Unfortunately, most of what we see here is typical of the industry as a whole. These are not isolated incidents.

Dr Alice Brough, Swine Veterinarian, referring to Animal Equality’s investigation into P&G Sleigh Pig Unit

The Misleading Illusion Of Accreditation Schemes

The animal agriculture industry causes extreme suffering to billions of animals worldwide. And with rising concern among the public about the welfare of farmed animals, accreditation schemes – like Red Tractor here in the UK – are becoming more and more well-known, as they aim to reassure the public that the products they are buying are somewhat ‘better’ than others. 

However, the main source of income for most accreditation schemes is the industry itself, as it pays to use their logos. 

Red Tractor Assurance – the UK biggest accreditation scheme – is a company owned and funded by the British farming and food industry. 

It receives funding from the farms and food businesses that want to use the Red Tractor logo on their products, as well as from meat industry bodies such as the British Poultry Council.

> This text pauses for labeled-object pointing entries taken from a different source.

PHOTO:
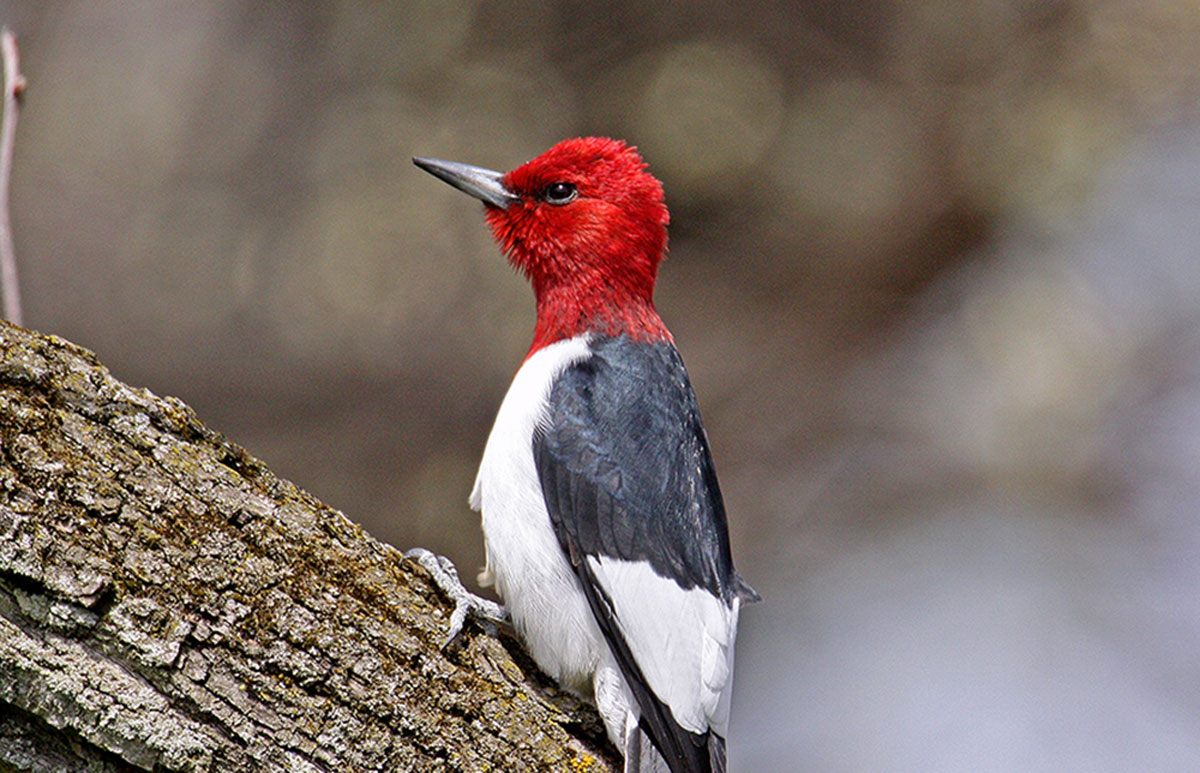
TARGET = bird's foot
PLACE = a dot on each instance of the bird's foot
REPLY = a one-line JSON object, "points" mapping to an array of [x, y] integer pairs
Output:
{"points": [[466, 603]]}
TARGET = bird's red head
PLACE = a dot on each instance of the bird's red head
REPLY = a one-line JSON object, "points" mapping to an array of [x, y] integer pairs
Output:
{"points": [[586, 223]]}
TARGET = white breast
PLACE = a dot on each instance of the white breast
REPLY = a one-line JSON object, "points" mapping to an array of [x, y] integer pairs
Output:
{"points": [[523, 556]]}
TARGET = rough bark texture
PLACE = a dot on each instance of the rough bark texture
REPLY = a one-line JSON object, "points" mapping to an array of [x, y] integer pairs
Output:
{"points": [[167, 603]]}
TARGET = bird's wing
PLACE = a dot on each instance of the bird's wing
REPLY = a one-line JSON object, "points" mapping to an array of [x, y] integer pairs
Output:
{"points": [[630, 489]]}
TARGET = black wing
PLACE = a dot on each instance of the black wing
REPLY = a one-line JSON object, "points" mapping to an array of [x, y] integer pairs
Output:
{"points": [[627, 473]]}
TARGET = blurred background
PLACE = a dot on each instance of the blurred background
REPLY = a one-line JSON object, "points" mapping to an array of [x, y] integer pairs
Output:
{"points": [[935, 269]]}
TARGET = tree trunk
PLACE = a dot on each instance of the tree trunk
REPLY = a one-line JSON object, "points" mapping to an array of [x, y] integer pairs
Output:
{"points": [[167, 603]]}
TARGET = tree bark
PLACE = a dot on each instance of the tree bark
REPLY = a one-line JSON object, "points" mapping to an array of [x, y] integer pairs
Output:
{"points": [[167, 603]]}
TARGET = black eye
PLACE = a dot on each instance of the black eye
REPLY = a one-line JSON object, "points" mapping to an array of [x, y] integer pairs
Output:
{"points": [[559, 192]]}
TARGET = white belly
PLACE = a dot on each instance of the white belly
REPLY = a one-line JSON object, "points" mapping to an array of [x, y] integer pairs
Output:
{"points": [[532, 574]]}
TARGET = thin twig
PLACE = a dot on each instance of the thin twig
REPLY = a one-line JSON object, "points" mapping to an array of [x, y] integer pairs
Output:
{"points": [[13, 87]]}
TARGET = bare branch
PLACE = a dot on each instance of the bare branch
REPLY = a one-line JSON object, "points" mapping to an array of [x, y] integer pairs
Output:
{"points": [[13, 87]]}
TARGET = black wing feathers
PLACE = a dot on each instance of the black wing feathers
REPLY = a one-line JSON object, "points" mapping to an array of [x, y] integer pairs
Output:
{"points": [[625, 466], [627, 473]]}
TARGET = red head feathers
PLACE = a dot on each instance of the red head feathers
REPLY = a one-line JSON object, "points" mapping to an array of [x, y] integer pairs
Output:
{"points": [[587, 226]]}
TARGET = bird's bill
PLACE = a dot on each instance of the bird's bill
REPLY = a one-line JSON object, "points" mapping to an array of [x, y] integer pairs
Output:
{"points": [[483, 184]]}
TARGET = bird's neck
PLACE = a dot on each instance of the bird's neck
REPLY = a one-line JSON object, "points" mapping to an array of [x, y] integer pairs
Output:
{"points": [[565, 311]]}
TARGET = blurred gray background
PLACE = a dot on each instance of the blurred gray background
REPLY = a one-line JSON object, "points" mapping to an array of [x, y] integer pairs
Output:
{"points": [[935, 269]]}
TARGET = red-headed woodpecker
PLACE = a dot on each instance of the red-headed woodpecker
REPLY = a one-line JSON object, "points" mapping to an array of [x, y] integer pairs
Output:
{"points": [[603, 520]]}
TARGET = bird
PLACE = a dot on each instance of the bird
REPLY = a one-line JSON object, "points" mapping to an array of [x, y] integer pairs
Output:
{"points": [[604, 526]]}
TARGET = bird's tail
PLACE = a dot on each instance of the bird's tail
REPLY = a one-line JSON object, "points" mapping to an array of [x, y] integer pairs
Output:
{"points": [[642, 756]]}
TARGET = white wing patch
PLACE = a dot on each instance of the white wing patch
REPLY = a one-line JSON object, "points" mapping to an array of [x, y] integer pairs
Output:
{"points": [[682, 640]]}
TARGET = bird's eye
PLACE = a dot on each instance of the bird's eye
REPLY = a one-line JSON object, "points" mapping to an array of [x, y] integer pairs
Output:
{"points": [[559, 192]]}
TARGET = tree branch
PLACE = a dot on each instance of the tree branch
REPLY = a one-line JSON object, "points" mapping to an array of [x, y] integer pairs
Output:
{"points": [[13, 87], [167, 603]]}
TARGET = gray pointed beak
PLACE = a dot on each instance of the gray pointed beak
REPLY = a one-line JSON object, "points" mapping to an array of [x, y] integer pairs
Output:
{"points": [[483, 184]]}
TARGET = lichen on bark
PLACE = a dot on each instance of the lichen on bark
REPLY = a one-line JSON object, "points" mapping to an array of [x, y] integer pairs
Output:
{"points": [[167, 603]]}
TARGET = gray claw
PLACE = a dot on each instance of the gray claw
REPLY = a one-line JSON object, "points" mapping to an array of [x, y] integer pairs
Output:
{"points": [[466, 603]]}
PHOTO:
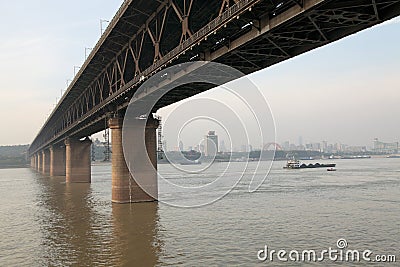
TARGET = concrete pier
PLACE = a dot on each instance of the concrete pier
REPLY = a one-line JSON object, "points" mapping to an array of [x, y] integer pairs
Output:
{"points": [[57, 161], [78, 160], [124, 187], [45, 170], [38, 164]]}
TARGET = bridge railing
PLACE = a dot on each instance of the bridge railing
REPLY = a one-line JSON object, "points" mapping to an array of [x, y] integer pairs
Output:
{"points": [[207, 30]]}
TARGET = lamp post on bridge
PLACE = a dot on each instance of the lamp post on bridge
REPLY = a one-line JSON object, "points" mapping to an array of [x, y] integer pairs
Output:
{"points": [[75, 68], [101, 25], [86, 52]]}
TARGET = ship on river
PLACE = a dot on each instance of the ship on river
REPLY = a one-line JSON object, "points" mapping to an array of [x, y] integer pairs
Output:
{"points": [[296, 164]]}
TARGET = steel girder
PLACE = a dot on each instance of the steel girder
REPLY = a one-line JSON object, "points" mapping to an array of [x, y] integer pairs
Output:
{"points": [[147, 36]]}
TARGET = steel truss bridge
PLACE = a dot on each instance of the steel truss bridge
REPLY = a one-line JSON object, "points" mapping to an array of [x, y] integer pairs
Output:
{"points": [[146, 36]]}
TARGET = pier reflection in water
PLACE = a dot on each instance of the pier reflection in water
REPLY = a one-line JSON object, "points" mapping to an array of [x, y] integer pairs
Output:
{"points": [[77, 227]]}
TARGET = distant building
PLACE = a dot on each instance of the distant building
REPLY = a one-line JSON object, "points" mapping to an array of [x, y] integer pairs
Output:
{"points": [[211, 148], [181, 146], [286, 146], [382, 147], [222, 146]]}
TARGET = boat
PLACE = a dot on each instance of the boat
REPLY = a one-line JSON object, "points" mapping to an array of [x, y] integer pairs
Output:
{"points": [[295, 164], [393, 157], [196, 162]]}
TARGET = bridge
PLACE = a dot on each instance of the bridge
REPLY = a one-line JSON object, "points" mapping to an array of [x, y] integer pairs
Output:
{"points": [[146, 36]]}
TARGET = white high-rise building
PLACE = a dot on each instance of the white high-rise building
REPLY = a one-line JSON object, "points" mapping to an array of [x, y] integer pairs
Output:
{"points": [[211, 148]]}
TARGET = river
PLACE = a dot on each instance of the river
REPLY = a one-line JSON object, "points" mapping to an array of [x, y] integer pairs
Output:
{"points": [[45, 222]]}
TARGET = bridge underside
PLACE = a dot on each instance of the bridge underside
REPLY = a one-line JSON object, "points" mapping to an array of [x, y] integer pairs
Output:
{"points": [[147, 36]]}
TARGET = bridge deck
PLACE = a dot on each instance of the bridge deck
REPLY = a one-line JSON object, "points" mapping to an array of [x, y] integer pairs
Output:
{"points": [[146, 36]]}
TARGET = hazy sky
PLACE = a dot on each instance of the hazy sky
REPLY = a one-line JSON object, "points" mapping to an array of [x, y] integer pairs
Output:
{"points": [[345, 92]]}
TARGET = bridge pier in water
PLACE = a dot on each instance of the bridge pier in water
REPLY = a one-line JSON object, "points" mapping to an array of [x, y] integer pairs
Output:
{"points": [[124, 187], [57, 161], [77, 160], [45, 168]]}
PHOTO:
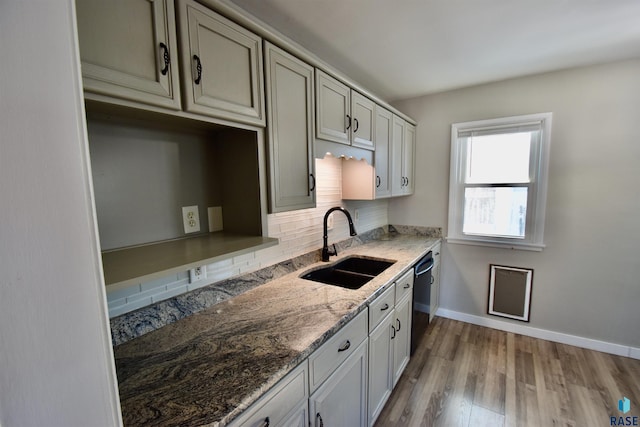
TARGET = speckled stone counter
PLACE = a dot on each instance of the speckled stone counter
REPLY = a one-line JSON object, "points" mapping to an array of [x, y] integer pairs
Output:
{"points": [[207, 368]]}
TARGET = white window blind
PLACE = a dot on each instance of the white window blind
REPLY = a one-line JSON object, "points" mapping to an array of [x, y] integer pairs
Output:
{"points": [[497, 193]]}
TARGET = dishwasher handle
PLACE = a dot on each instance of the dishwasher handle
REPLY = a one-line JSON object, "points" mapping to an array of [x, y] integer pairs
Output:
{"points": [[424, 266]]}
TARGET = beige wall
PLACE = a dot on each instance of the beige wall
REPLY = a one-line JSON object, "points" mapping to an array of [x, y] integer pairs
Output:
{"points": [[56, 361], [587, 280]]}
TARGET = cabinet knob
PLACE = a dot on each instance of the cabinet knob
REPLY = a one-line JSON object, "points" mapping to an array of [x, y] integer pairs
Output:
{"points": [[198, 69], [165, 58], [313, 182], [345, 346]]}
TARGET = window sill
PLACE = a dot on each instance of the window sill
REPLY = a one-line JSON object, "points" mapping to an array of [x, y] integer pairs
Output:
{"points": [[533, 247]]}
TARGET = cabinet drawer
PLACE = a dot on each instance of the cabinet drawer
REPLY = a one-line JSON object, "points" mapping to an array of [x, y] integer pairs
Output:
{"points": [[332, 353], [382, 306], [404, 285], [280, 402]]}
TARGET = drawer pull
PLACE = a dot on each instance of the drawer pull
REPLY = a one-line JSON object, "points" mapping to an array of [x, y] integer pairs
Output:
{"points": [[345, 346], [165, 57], [198, 69]]}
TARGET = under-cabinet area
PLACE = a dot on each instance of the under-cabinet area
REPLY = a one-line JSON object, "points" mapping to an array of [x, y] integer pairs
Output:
{"points": [[146, 171]]}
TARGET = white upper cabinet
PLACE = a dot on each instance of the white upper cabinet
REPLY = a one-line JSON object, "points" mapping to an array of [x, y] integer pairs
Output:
{"points": [[343, 115], [128, 50], [333, 109], [362, 120], [382, 139], [221, 66], [290, 131], [403, 137]]}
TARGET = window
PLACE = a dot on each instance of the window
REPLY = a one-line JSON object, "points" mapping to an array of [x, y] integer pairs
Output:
{"points": [[498, 182]]}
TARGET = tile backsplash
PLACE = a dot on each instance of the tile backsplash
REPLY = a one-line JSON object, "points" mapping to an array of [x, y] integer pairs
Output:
{"points": [[299, 232]]}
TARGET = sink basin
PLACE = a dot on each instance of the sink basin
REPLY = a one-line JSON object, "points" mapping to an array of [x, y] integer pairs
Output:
{"points": [[350, 273], [370, 266]]}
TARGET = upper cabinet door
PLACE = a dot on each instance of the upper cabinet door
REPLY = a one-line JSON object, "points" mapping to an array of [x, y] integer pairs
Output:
{"points": [[382, 139], [333, 120], [408, 154], [290, 130], [221, 66], [362, 121], [128, 50], [397, 141]]}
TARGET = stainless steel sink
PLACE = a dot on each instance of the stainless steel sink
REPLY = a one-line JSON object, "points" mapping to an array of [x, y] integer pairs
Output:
{"points": [[351, 273]]}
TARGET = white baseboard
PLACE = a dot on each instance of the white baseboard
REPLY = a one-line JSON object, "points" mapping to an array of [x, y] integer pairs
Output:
{"points": [[603, 346]]}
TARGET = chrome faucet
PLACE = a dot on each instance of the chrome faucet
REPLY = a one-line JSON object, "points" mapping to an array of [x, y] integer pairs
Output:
{"points": [[326, 252]]}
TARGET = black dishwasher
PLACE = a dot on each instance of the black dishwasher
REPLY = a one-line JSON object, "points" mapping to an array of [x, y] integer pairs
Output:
{"points": [[421, 299]]}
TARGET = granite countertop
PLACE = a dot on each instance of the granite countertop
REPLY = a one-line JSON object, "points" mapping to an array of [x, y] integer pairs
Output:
{"points": [[207, 368]]}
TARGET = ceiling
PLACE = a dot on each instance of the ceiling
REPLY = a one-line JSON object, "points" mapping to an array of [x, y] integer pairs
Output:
{"points": [[404, 48]]}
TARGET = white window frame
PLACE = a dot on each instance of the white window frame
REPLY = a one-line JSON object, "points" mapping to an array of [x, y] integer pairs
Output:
{"points": [[537, 193]]}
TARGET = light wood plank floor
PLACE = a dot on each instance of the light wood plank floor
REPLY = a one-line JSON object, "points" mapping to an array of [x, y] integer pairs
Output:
{"points": [[468, 375]]}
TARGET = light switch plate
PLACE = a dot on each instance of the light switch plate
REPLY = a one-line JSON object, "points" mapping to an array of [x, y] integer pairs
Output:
{"points": [[191, 219]]}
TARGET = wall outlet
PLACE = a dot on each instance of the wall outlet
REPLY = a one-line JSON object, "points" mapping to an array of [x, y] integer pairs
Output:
{"points": [[191, 219], [197, 274]]}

Animal Equality’s investigations have exposed extreme suffering and appalling conditions taking place in accredited farms, including Red Tractor, Quality Meat Scotland and Quality Assured. Had Animal Equality not uncovered these abuses, it is highly possible that these illegalities would have continued unnoticed. With farms hiding behind accreditation logos, the public has no idea that they are being tricked. 

In 2017 Animal Equality investigated four Red Tractor pig farms and found several violations of the law, including pigs being confined in sow stalls – metal cages that severely limit the movement of pregnant pigs – a practice which (unlike keeping pigs in farrowing crates, similar cages that are used to confine pigs from just before they give birth until their piglets are around four weeks old) was banned in the UK in 1999. 

The owner of Hall Farm – one of the four investigated – replied by shifting the focus to the accreditation scheme: 

I’ve been inspected by the bodies and I’ve been given the all-clear from all the relevant bodies and they found nothing wrong.

Owner of Hall Farm

Red Tractor said in a statement that Hall Farm was suspended “immediately” after the footage was released. However, following an inspection of the farm, the latter was reinstated with the scheme as “no other major issues [were] picked up in the inspection”

This is just one example of how certification schemes far too often fail to have animals’ interests at heart and can actually contribute to their suffering. 

Animal Equality has investigated 25 farms accredited by Red Tractor since 2017 and we have consistently found farms breaking the standards that Red Tractor sets, as well as breaking the law. 

Our investigations are the best tool we have to show the inherent cruelty of the animal agriculture industry. 

The images we have collected over the years are clear evidence of a whole system where laws are not enforced and accreditation systems often do not have the interests of animals at heart. 

At Animal Equality, we will continue fighting to hold the industry accountable for its crimes, with the ultimate mission of closing its doors forever.